Connected Services: schnell sein, heißt die Devise!
14. September 2020Der Kampf um die Daten der Autofahrer ist schon seit längerem entfacht. Jetzt hat eine Unternehmensberatung herausgefunden, dass die Kluft zwischen Automobilherstellern und ihren digitalen Wettbewerbern bei Connected Services immer größer wird. Von Zulieferern oder dem Aftermarket ist in dieser Studie nicht die Rede.
Der zweite „Connected Vehicle Trend Radar“ von Capgemini Invent untersucht, wie die Automobilindustrie mit vernetzten Diensten rentabel werden kann.

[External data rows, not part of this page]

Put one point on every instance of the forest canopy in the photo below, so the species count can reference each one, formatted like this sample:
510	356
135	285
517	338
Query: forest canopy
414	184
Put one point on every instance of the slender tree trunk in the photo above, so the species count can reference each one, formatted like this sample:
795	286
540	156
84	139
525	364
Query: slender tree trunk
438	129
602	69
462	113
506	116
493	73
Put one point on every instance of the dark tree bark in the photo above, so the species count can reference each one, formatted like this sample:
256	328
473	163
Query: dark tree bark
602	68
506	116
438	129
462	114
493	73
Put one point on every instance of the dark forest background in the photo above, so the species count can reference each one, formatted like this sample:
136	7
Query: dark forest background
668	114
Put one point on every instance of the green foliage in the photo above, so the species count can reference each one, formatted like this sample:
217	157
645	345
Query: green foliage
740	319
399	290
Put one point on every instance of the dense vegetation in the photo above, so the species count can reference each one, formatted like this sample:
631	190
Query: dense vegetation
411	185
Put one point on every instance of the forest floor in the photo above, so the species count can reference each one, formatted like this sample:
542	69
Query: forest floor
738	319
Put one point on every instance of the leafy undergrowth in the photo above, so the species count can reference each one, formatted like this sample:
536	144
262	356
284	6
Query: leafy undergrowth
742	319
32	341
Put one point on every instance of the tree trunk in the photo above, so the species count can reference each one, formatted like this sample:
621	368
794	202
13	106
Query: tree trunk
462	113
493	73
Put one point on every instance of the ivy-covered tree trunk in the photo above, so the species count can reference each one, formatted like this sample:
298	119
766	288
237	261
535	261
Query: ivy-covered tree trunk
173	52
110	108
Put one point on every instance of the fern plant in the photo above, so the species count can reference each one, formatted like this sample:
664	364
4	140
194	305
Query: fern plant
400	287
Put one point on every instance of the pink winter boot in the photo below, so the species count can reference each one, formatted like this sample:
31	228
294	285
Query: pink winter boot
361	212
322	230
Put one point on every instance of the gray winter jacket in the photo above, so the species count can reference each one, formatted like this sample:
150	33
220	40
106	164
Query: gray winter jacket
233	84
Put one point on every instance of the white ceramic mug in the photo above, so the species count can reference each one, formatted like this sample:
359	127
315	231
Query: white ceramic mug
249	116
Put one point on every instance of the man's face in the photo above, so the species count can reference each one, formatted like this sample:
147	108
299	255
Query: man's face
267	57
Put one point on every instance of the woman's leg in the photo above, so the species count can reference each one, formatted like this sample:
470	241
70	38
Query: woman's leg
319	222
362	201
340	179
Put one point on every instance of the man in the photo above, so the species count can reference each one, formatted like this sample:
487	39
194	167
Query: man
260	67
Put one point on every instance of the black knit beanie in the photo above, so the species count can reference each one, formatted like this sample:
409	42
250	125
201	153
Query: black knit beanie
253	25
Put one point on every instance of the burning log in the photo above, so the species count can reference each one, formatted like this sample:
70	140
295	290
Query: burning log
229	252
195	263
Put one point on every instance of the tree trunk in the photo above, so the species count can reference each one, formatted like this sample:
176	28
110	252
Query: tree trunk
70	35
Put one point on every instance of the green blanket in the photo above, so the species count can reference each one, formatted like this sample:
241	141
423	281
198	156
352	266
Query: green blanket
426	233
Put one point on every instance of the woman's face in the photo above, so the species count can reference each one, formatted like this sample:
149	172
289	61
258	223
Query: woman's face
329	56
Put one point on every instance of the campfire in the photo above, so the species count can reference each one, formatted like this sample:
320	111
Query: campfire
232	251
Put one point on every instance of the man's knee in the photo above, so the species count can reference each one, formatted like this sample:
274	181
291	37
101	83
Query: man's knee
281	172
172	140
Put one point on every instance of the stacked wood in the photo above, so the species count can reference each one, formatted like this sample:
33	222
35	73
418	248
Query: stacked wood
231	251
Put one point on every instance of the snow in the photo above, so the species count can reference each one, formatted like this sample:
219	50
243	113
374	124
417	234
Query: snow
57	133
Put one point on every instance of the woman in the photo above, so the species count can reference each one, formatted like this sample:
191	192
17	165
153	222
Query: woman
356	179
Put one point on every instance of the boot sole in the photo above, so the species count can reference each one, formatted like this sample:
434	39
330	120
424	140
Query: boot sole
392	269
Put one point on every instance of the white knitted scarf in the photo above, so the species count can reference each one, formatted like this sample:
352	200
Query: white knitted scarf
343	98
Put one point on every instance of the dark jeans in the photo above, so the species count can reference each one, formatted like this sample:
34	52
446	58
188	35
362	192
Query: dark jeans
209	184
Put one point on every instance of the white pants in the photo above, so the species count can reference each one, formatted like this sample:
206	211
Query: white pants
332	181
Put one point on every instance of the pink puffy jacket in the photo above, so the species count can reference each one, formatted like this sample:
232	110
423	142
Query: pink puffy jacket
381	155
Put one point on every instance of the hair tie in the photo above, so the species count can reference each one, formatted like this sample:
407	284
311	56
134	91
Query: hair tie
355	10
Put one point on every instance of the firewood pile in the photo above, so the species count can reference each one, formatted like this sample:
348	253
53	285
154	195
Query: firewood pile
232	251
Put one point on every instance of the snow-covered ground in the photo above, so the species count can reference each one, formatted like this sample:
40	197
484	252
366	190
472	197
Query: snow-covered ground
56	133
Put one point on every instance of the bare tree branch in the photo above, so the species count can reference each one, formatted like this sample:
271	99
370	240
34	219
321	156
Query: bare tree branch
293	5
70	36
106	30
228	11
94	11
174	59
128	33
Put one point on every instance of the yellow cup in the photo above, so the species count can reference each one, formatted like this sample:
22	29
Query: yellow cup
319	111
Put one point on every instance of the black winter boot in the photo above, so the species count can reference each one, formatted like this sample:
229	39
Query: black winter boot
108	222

Weltweit wurden für die Studie über 3.000 Verbraucher befragt. Ein wichtiges Ergebnis: 56 Prozent der Autofahrer verfügen über connected Services im Auto, von diesen nutzen 51 Prozent sie auch häufig oder sehr häufig. Also ist etwa ein Viertel der Autofahrer schon jetzt auch unterwegs vernetzt. Weitere 29 Prozent greifen ab und zu auf vernetzte Dienste zurück.

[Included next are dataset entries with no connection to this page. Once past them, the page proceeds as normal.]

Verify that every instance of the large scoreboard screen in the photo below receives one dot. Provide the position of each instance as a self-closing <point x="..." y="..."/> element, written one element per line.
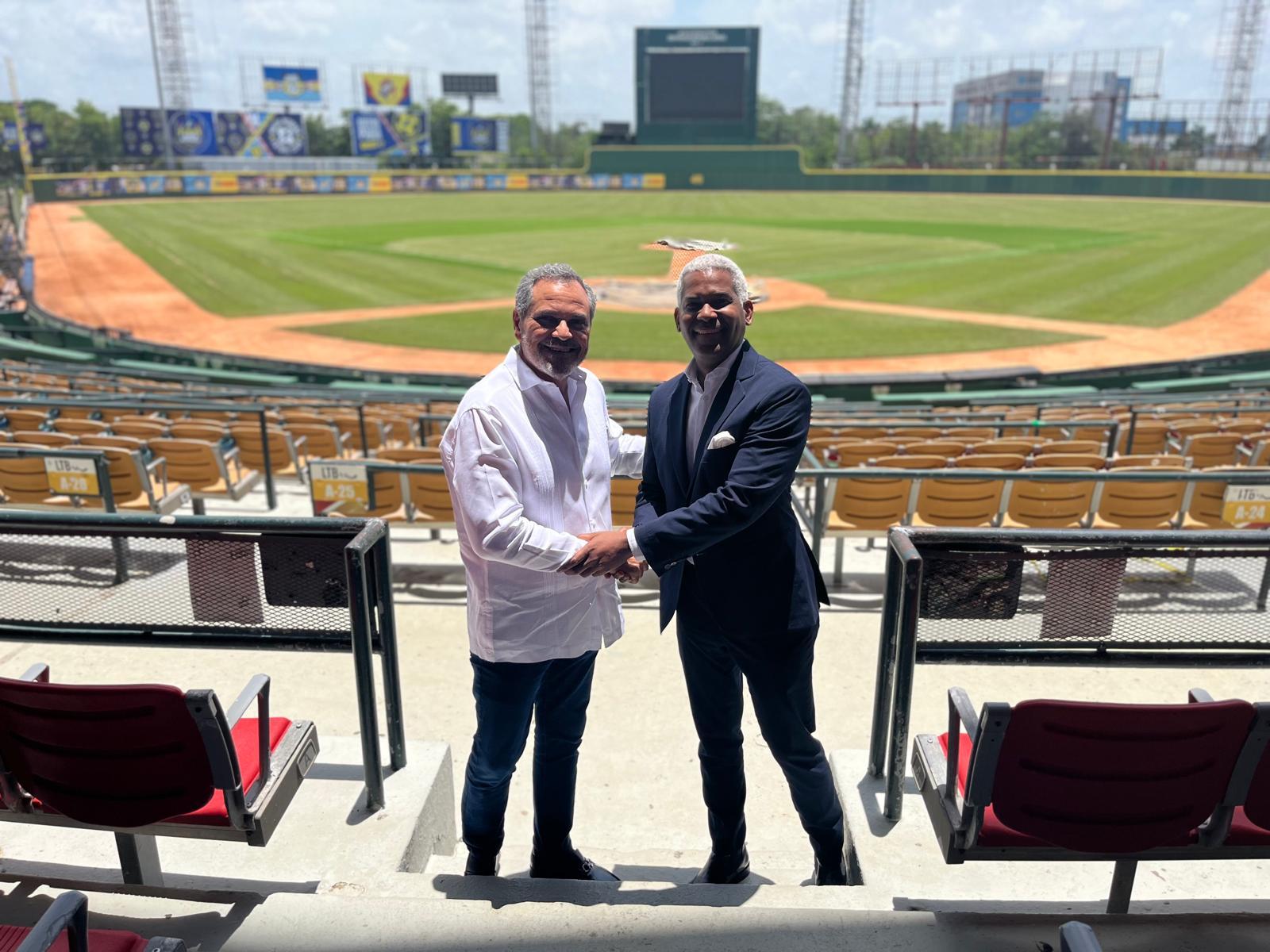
<point x="696" y="86"/>
<point x="690" y="86"/>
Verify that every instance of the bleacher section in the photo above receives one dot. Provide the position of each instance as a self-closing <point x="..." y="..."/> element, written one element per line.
<point x="112" y="577"/>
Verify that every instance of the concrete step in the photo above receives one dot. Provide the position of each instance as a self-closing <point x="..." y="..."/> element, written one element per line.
<point x="660" y="866"/>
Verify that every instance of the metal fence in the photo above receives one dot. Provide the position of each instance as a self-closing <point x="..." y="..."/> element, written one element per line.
<point x="1060" y="597"/>
<point x="213" y="582"/>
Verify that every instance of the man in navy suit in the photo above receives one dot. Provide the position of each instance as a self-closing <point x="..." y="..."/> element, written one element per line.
<point x="714" y="522"/>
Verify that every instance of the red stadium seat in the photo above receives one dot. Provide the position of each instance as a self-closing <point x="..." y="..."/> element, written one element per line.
<point x="1066" y="780"/>
<point x="64" y="928"/>
<point x="88" y="755"/>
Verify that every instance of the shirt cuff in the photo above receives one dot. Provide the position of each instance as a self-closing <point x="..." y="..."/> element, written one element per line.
<point x="634" y="545"/>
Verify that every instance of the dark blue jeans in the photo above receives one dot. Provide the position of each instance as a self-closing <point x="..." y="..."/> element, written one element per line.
<point x="554" y="695"/>
<point x="778" y="666"/>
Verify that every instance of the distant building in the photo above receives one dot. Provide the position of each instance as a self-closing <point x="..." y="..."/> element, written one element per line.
<point x="1018" y="97"/>
<point x="1014" y="95"/>
<point x="1092" y="93"/>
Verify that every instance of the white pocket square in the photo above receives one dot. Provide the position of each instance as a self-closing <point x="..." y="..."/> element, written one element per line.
<point x="721" y="440"/>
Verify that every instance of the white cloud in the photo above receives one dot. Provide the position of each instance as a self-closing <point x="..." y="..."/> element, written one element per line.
<point x="67" y="50"/>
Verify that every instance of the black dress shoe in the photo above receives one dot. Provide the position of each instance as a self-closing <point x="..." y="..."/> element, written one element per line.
<point x="724" y="869"/>
<point x="832" y="873"/>
<point x="568" y="866"/>
<point x="482" y="865"/>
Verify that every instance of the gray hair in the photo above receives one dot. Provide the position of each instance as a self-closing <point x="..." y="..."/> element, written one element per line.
<point x="556" y="273"/>
<point x="711" y="263"/>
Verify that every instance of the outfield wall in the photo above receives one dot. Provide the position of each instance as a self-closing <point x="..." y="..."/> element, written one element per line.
<point x="641" y="168"/>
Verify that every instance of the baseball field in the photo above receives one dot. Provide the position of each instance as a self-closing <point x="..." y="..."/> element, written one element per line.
<point x="1100" y="262"/>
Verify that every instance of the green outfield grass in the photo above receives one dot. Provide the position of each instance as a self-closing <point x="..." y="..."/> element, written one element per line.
<point x="806" y="333"/>
<point x="1128" y="262"/>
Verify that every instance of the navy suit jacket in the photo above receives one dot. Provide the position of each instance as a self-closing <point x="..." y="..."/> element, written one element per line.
<point x="732" y="511"/>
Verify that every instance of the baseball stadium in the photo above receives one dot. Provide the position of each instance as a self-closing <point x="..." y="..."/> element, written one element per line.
<point x="1026" y="295"/>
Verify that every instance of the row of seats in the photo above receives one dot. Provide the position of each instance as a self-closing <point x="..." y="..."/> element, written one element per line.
<point x="1067" y="780"/>
<point x="148" y="476"/>
<point x="870" y="505"/>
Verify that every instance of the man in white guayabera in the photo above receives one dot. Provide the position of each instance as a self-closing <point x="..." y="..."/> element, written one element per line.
<point x="530" y="456"/>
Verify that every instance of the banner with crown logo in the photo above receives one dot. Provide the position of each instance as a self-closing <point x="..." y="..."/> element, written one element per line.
<point x="387" y="88"/>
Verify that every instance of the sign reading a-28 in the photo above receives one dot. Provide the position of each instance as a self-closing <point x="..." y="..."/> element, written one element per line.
<point x="71" y="476"/>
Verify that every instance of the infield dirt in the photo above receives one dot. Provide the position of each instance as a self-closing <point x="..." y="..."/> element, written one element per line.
<point x="89" y="277"/>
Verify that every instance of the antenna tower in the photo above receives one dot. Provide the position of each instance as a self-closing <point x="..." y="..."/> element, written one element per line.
<point x="852" y="78"/>
<point x="1238" y="46"/>
<point x="537" y="40"/>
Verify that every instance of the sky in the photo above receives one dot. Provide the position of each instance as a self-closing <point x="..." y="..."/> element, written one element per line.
<point x="99" y="50"/>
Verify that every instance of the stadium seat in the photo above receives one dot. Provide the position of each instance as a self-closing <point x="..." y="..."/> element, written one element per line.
<point x="1070" y="461"/>
<point x="870" y="507"/>
<point x="1208" y="498"/>
<point x="25" y="484"/>
<point x="133" y="484"/>
<point x="1045" y="505"/>
<point x="964" y="501"/>
<point x="1149" y="461"/>
<point x="351" y="427"/>
<point x="410" y="455"/>
<point x="198" y="429"/>
<point x="431" y="505"/>
<point x="64" y="928"/>
<point x="1208" y="450"/>
<point x="1015" y="447"/>
<point x="25" y="419"/>
<point x="90" y="755"/>
<point x="1149" y="437"/>
<point x="321" y="440"/>
<point x="141" y="429"/>
<point x="945" y="448"/>
<point x="1079" y="781"/>
<point x="287" y="454"/>
<point x="75" y="427"/>
<point x="44" y="438"/>
<point x="207" y="469"/>
<point x="1140" y="505"/>
<point x="1070" y="446"/>
<point x="859" y="452"/>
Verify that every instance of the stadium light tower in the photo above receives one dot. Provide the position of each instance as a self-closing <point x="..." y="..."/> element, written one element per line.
<point x="1237" y="48"/>
<point x="852" y="76"/>
<point x="171" y="65"/>
<point x="537" y="41"/>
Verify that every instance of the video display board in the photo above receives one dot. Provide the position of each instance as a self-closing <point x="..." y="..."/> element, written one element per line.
<point x="696" y="86"/>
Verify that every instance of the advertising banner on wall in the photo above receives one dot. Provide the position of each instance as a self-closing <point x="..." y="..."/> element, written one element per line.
<point x="194" y="132"/>
<point x="203" y="132"/>
<point x="292" y="84"/>
<point x="133" y="184"/>
<point x="471" y="135"/>
<point x="387" y="88"/>
<point x="389" y="133"/>
<point x="258" y="135"/>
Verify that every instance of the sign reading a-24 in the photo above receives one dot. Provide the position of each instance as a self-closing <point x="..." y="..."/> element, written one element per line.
<point x="1246" y="507"/>
<point x="71" y="476"/>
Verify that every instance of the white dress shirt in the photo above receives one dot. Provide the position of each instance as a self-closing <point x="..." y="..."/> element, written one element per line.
<point x="702" y="397"/>
<point x="529" y="473"/>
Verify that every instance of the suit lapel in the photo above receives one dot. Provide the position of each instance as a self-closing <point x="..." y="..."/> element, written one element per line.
<point x="728" y="399"/>
<point x="677" y="416"/>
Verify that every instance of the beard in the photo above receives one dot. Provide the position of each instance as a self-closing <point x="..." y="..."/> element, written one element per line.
<point x="556" y="365"/>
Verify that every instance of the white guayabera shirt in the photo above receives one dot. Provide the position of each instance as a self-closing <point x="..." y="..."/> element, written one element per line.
<point x="529" y="473"/>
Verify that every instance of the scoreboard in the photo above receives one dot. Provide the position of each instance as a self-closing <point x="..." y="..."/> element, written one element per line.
<point x="696" y="86"/>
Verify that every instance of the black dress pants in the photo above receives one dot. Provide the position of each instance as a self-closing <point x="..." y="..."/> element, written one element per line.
<point x="778" y="666"/>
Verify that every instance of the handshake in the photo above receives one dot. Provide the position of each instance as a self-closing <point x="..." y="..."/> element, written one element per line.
<point x="606" y="554"/>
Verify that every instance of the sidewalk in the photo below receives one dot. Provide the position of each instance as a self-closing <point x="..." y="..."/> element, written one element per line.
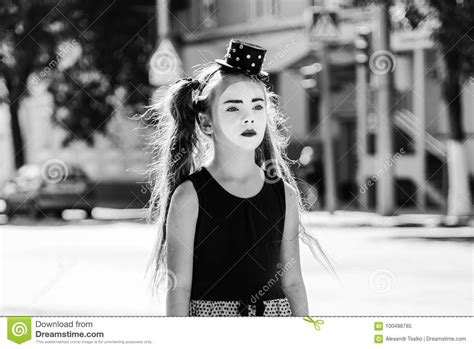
<point x="371" y="219"/>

Connected Services: Zwei Drittel mögen sie
Wichtig für die Zukunft ist aber Folgendes: Zwei Drittel der Befragten sagen, dass Connected Services den Wert eines Fahrzeugs erhöhen und außerdem das Fahrerlebnis verbessern. Es ist also wahrscheinlich, dass diese Menschen zukünftig auf vernetzte Dienste setzen werden.

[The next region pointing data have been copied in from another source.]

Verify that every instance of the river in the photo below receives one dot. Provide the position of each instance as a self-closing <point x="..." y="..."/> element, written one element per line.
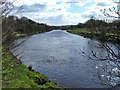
<point x="58" y="55"/>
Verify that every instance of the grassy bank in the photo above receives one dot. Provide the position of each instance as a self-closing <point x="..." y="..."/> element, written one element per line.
<point x="108" y="37"/>
<point x="17" y="75"/>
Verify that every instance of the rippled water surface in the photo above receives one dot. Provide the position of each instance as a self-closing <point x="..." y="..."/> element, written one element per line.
<point x="57" y="54"/>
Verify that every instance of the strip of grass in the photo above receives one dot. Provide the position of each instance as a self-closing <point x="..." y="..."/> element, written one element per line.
<point x="109" y="37"/>
<point x="17" y="75"/>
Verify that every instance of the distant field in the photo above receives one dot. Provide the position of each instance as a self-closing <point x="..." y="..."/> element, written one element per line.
<point x="93" y="35"/>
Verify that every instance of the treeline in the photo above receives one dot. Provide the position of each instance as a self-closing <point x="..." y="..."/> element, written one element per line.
<point x="12" y="27"/>
<point x="103" y="26"/>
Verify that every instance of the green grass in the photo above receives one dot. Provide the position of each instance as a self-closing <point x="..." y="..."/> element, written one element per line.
<point x="17" y="75"/>
<point x="109" y="37"/>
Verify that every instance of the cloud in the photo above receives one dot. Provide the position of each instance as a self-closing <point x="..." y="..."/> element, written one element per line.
<point x="34" y="8"/>
<point x="62" y="12"/>
<point x="102" y="4"/>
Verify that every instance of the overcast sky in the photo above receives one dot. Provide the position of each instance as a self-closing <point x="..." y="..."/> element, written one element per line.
<point x="62" y="12"/>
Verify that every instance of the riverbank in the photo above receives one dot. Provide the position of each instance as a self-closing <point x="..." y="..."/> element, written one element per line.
<point x="17" y="75"/>
<point x="109" y="37"/>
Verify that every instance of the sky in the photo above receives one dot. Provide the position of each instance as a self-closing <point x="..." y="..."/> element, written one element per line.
<point x="62" y="12"/>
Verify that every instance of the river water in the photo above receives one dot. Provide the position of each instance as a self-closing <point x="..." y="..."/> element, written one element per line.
<point x="58" y="55"/>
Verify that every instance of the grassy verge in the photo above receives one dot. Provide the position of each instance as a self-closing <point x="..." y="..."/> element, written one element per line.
<point x="17" y="75"/>
<point x="109" y="37"/>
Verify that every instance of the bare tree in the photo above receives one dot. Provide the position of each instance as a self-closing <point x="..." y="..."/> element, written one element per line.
<point x="112" y="55"/>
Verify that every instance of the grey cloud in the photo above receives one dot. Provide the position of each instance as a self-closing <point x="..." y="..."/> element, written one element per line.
<point x="32" y="8"/>
<point x="72" y="2"/>
<point x="102" y="4"/>
<point x="51" y="20"/>
<point x="89" y="15"/>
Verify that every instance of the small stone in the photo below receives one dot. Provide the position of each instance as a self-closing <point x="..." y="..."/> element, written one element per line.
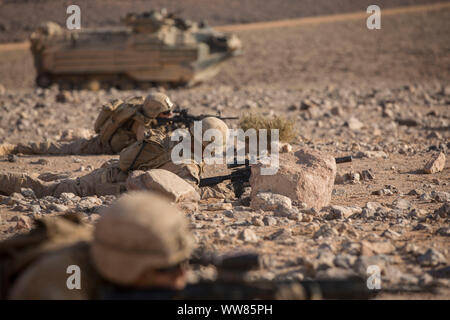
<point x="415" y="192"/>
<point x="269" y="221"/>
<point x="41" y="162"/>
<point x="340" y="212"/>
<point x="256" y="221"/>
<point x="436" y="164"/>
<point x="285" y="147"/>
<point x="367" y="175"/>
<point x="219" y="206"/>
<point x="354" y="124"/>
<point x="27" y="193"/>
<point x="431" y="258"/>
<point x="12" y="158"/>
<point x="282" y="234"/>
<point x="444" y="231"/>
<point x="390" y="234"/>
<point x="440" y="196"/>
<point x="383" y="192"/>
<point x="23" y="222"/>
<point x="443" y="212"/>
<point x="325" y="231"/>
<point x="372" y="154"/>
<point x="248" y="235"/>
<point x="67" y="196"/>
<point x="58" y="207"/>
<point x="374" y="248"/>
<point x="401" y="204"/>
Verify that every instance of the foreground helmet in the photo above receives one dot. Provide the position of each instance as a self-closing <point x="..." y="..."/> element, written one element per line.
<point x="212" y="123"/>
<point x="155" y="104"/>
<point x="140" y="231"/>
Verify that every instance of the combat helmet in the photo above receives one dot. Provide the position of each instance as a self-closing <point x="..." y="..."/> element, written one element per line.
<point x="140" y="231"/>
<point x="156" y="103"/>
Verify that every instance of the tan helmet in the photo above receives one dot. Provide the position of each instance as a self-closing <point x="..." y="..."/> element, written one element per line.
<point x="155" y="103"/>
<point x="212" y="123"/>
<point x="140" y="231"/>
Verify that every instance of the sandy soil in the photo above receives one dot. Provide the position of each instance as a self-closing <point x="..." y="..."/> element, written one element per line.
<point x="321" y="76"/>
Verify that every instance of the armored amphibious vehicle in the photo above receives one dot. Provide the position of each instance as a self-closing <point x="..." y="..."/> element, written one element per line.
<point x="153" y="48"/>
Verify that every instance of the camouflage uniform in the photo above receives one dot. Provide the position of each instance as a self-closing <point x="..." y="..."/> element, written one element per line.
<point x="130" y="131"/>
<point x="153" y="152"/>
<point x="110" y="178"/>
<point x="140" y="232"/>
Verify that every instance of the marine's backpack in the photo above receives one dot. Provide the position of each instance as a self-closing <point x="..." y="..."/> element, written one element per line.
<point x="114" y="121"/>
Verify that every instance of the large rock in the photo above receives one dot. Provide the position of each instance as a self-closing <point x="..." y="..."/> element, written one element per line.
<point x="167" y="184"/>
<point x="268" y="201"/>
<point x="305" y="175"/>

Bei Capgemini zieht man daraus den folgenden Schluss. So heißt es in einer Pressemitteilung: „Eine Öffnung des Connected Services-Portfolios für Anwendungen von Drittanbietern gibt den Herstellern die Möglichkeit, ihre Pole-Position gegenüber ihren digitalen Wettbewerbern zurückzuerobern: Denn viele Nutzer greifen bereits auf Anwendungen von großen Technologieunternehmen zurück, so dass der Zugang zu diesen Anwendungen über die Benutzeroberfläche des Fahrzeugs der Schlüssel ist, sich die Schnittstelle zum Kunden und seiner Daten zu sichern.“
So könnten Fahrzeughersteller zu Lieferanten von Technologieunternehmen werden
„Die meisten Hersteller neigen dazu, die Wertschöpfung von vernetzten Diensten genauso anzugehen, wie sie Fahrzeuge produzieren. Sie erledigen die meisten Arbeiten selbst, indem sie Komponenten – und auch Services – von Zulieferern zusammenbauen, anstatt ihr Connected Car-Ökosystem für erstklassige Partner zu öffnen, die hier schon weiter sind. Doch der Verlust von Marktanteilen bei vernetzten Diensten schlägt sich in verloren gegangenen Umsätzen nieder – oder, noch gravierender, kann dazu führen, dass Hersteller zum Lieferanten für Technologieunternehmen werden.“
Dr. Marc Cäsar, Director im Bereich Automotive bei Capgemini Invent und Experte für Connected Services
Die wichtigsten Ergebnisse der Studie im Überblick:
Connected Services sind wertvoll
Die Bedeutung von vernetzten Fahrzeugen wird in den nächsten Jahren zunehmen. Waren es im Jahr 2018 weltweit noch 119,4 Millionen, soll ihre Zahl laut „Connected Vehicle Trend Radar“ 2019 bis 2023 auf 352 Millionen steigen. Dieser Anstieg geht mit einem schnellen Wachstum des Datenaufkommens einher.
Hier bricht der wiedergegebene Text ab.